Was not just Lloyd’s and you can buy it on most major credit cards before last Friday. It’s how I brought one and then resold it off a lot later on.
It's a contradictory sentiment. If most people HODLing crypto are morons then these news won't act as they would in a regulated universe (e.g. not allowing spread betting on credit card I think you'll find that people will panic and sell off. 5k btc here it comes :>
I’m not sure if this is the end of it all - mining, crypto as an investment, etc - or just a test of the weak willed. But at least I didn’t put in a lot.
Bit of both if major government crackdown continues the crypto will have major struggles to recover. The 2 biggest markets where always South Korea and China. China wants to ban all ways to buy and sell the coins in China. If that goes through then crypto could well be done for. We might like to think the UK and USA is big markets but the reality has been shown these passed few weeks with news from outside those 2 having a huge effect on the price. Need a week of none price drops to really say we have saw the bottom either. Reading around suggests we have not.

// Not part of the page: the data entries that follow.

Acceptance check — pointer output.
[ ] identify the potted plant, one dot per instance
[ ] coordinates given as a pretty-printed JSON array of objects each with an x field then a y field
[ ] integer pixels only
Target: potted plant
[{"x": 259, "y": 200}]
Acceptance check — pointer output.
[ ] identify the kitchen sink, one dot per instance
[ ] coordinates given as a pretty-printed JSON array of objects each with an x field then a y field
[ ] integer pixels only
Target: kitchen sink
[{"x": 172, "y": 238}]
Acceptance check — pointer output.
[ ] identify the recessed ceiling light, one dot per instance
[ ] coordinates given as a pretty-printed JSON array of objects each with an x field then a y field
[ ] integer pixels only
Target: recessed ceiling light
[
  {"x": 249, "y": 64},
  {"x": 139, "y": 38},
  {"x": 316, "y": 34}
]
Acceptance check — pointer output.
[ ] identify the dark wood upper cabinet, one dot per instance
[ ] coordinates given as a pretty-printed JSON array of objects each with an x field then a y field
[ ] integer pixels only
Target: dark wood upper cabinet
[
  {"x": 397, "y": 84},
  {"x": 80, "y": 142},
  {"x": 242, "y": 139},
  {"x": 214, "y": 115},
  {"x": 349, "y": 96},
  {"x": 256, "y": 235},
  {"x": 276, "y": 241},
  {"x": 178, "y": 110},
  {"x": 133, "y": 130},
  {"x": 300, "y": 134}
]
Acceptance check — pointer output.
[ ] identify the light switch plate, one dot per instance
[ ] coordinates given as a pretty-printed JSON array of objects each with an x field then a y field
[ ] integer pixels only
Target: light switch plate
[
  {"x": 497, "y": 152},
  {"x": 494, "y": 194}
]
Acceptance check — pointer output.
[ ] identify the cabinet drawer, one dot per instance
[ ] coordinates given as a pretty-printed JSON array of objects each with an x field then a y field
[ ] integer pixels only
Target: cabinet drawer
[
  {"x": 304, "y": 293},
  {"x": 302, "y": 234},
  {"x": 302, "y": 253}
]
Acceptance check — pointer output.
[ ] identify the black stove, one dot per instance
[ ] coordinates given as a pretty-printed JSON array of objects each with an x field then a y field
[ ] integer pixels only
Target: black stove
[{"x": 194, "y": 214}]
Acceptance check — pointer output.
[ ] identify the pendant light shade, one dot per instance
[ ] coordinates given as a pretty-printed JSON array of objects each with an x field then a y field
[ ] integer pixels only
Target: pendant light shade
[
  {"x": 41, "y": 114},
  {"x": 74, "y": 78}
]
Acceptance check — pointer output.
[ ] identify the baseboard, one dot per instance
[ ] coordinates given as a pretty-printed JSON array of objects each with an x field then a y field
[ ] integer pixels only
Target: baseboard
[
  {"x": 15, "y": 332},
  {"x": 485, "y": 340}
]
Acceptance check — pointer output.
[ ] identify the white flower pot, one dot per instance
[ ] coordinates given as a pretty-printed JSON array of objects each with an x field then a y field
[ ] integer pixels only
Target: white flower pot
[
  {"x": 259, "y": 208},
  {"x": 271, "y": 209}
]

If it is the end or, at least enough of a problem to stop so many jumping on the mining bandwagon, we might at least see graphics card prices dropping a bit and availability improving.
Samsung is getting in on the ASIC game... https://www.google.com/amp/s/techcrunch.com/2018/01/31/samsung-confirms-asic-chips/amp/
Found this article really interesting https://www.reddit.com/r/CryptoCurr..._will_tell_you_exactly_what_is_going_on_here/
That's been doing the rounds for a month, and every bugger's reported it wrong (or, at least, misleadingly): Samsung ain't doing jack with cryptocurrency mining. Samsung is manufacturing a chip design for a customer, and it couldn't care less what that design is. If I had the cash, I could pay Samsung to build a non-functional chip that was nothing but a picture of J. R. "Bob" Dobbs etched into the silicon and it'd gladly do so - wouldn't mean Samsung was getting into the SubGenius business. If you want to get a chip made, there are only a handful of companies who can actually do that - and Samsung's the biggest, and one of the minority who will readily accept jobs from third parties. (Intel, the second-biggest, only recently started offering its spare fab capacity to third parties, and even then it's only taking on a handful of customers.)

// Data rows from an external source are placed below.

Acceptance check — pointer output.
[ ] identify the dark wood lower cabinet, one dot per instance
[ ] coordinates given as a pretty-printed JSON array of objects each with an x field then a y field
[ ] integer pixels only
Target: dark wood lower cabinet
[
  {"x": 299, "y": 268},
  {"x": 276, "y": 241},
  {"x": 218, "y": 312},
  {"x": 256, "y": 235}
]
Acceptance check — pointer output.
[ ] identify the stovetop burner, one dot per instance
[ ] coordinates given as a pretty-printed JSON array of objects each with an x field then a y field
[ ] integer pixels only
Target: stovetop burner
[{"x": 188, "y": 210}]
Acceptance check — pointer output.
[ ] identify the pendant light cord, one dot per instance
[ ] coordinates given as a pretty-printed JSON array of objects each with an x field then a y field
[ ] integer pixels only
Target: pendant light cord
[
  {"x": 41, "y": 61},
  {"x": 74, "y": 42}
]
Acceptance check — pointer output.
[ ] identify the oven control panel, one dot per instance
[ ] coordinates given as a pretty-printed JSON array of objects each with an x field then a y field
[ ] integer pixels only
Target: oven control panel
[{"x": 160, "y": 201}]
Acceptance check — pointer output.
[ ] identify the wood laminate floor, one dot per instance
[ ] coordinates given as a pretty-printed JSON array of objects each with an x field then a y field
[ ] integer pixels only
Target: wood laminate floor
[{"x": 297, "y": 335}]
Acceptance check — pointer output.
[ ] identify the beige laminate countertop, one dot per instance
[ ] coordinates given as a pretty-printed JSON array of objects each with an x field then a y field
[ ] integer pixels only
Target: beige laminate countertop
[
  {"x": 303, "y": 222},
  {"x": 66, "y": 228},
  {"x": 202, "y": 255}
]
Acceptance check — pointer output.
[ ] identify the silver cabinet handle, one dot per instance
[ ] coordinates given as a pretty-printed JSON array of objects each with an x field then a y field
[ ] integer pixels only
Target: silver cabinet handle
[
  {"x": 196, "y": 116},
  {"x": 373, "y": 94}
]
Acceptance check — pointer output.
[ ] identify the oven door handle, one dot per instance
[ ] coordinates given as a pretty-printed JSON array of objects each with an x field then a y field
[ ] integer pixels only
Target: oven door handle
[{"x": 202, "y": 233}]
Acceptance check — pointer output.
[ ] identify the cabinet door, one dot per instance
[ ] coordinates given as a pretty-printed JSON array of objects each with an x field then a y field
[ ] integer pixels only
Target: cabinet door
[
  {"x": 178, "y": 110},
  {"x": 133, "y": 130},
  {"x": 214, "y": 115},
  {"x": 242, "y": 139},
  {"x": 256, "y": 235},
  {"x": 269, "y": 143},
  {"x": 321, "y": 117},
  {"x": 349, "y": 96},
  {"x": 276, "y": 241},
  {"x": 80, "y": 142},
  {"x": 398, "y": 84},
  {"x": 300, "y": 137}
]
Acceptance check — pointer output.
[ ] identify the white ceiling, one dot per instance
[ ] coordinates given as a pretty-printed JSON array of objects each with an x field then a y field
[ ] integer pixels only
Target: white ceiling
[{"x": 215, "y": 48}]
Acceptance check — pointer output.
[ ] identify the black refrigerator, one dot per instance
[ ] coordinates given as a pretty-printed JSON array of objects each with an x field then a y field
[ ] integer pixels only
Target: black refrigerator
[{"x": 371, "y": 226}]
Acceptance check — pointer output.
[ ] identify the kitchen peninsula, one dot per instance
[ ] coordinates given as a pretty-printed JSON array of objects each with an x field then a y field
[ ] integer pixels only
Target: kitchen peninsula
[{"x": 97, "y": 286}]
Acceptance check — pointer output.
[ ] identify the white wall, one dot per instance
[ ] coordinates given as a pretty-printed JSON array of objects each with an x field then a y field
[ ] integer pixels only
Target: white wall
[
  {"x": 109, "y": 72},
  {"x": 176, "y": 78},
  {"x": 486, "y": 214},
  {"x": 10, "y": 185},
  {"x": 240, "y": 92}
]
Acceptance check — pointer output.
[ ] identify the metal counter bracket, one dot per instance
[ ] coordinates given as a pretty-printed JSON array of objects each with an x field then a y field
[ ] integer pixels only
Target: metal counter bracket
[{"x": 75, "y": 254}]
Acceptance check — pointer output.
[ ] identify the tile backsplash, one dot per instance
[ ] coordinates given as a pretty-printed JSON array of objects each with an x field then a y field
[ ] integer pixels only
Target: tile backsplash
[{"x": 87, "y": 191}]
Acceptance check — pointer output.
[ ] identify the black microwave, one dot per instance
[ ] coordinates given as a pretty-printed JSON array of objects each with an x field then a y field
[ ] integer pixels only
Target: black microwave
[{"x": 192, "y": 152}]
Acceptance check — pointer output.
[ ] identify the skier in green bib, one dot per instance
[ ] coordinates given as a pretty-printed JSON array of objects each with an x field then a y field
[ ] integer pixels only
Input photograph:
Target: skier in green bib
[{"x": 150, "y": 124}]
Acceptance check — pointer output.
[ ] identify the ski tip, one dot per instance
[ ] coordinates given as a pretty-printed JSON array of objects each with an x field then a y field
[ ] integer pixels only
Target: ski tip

Not to toot my own horn too much, but some of the people who have been mining for a long time knew all along the inflated prices where not worth the risk, so yeah hopefully demand will drop off now and prices return at least close to normal.

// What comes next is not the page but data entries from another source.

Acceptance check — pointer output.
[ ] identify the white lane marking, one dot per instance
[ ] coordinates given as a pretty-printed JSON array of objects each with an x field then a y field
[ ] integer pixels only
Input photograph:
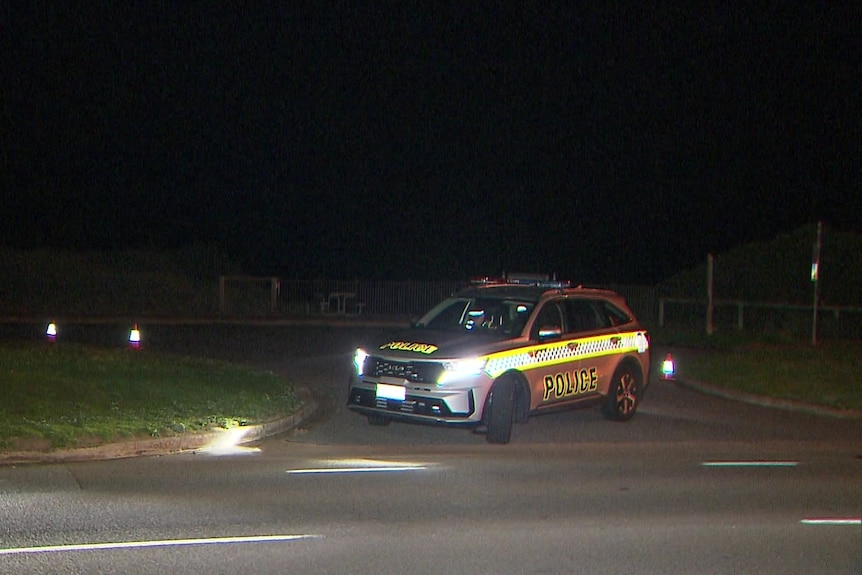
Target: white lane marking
[
  {"x": 322, "y": 470},
  {"x": 162, "y": 543},
  {"x": 751, "y": 463},
  {"x": 832, "y": 521}
]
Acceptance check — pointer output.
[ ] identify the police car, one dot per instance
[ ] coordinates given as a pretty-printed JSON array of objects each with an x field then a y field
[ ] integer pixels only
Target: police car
[{"x": 503, "y": 350}]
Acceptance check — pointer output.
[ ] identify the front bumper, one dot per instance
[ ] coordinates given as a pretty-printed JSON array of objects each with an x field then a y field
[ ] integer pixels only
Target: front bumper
[{"x": 421, "y": 404}]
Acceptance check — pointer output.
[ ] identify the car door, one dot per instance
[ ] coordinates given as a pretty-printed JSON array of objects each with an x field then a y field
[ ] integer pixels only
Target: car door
[
  {"x": 595, "y": 339},
  {"x": 553, "y": 380}
]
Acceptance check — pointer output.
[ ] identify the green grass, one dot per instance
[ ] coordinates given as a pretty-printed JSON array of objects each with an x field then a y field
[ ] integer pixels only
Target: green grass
[
  {"x": 828, "y": 374},
  {"x": 66, "y": 395}
]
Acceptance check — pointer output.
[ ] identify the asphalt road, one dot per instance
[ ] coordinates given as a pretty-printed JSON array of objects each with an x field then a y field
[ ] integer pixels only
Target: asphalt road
[{"x": 693, "y": 484}]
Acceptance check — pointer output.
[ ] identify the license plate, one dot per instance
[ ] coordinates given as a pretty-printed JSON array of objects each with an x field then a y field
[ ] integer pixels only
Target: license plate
[{"x": 391, "y": 392}]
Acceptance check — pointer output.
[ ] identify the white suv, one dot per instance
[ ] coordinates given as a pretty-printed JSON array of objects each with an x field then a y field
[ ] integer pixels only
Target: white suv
[{"x": 502, "y": 351}]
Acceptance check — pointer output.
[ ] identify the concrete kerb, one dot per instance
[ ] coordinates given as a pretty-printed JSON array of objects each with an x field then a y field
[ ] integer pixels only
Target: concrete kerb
[
  {"x": 763, "y": 401},
  {"x": 192, "y": 442}
]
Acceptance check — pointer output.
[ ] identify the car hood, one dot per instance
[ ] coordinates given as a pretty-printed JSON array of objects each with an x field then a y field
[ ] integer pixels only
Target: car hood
[{"x": 432, "y": 344}]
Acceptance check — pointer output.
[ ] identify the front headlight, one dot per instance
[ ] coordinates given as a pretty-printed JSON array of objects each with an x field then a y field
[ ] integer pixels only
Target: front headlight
[
  {"x": 461, "y": 369},
  {"x": 359, "y": 361}
]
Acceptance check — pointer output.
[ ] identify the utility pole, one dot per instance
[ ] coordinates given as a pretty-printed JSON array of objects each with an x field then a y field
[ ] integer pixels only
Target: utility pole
[{"x": 815, "y": 277}]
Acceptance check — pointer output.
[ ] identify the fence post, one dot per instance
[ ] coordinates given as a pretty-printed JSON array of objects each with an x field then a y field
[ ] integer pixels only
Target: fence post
[
  {"x": 661, "y": 312},
  {"x": 221, "y": 294}
]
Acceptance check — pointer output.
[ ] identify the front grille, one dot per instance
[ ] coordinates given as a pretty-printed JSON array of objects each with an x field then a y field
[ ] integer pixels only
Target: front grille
[
  {"x": 413, "y": 405},
  {"x": 412, "y": 371}
]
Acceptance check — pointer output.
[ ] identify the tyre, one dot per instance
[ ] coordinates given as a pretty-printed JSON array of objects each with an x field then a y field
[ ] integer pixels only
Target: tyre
[
  {"x": 624, "y": 394},
  {"x": 500, "y": 411},
  {"x": 378, "y": 420}
]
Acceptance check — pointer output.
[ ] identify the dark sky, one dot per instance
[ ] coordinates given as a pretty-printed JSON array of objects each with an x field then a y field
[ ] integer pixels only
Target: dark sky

Some nice green candles on the charts atm - SEC meeting news is supposedly going to be quite positive too, essentially admitting blockchain and crypto currency as a future finance model is inevitable, which could see a further consolidation.
What exactly do you mean by "normal"? I don't think there is a normal. Cryptocurrency has no inherent value, it is uninsured and not pegged to a tangible asset - the percentage of volume that's actually attributed to an exchange for goods is proof of this. It's minuscule. "Knowing all along" just isn't a thing here. Don't get me wrong, I'm hugely interested in where blockchain technology will take us, but statements like that are unfounded. It's no different to saying "I know BTC would hit $20k".
The number of articles covering someone who got lucky claiming to be some sort of visionary tickles me. Like this asshat... http://uk.businessinsider.com/bitcoin-millionaire-erik-finman-cryptocurrency-2018-1 No, taking €1000 from your education fund at the age of 12 and putting it in bitcoin makes you a grade A asshat. A very fortunate asshat, but an asshat none the less.
Laughable that anyone would listen to someone who got basically got lucky on a bet he had no influence over.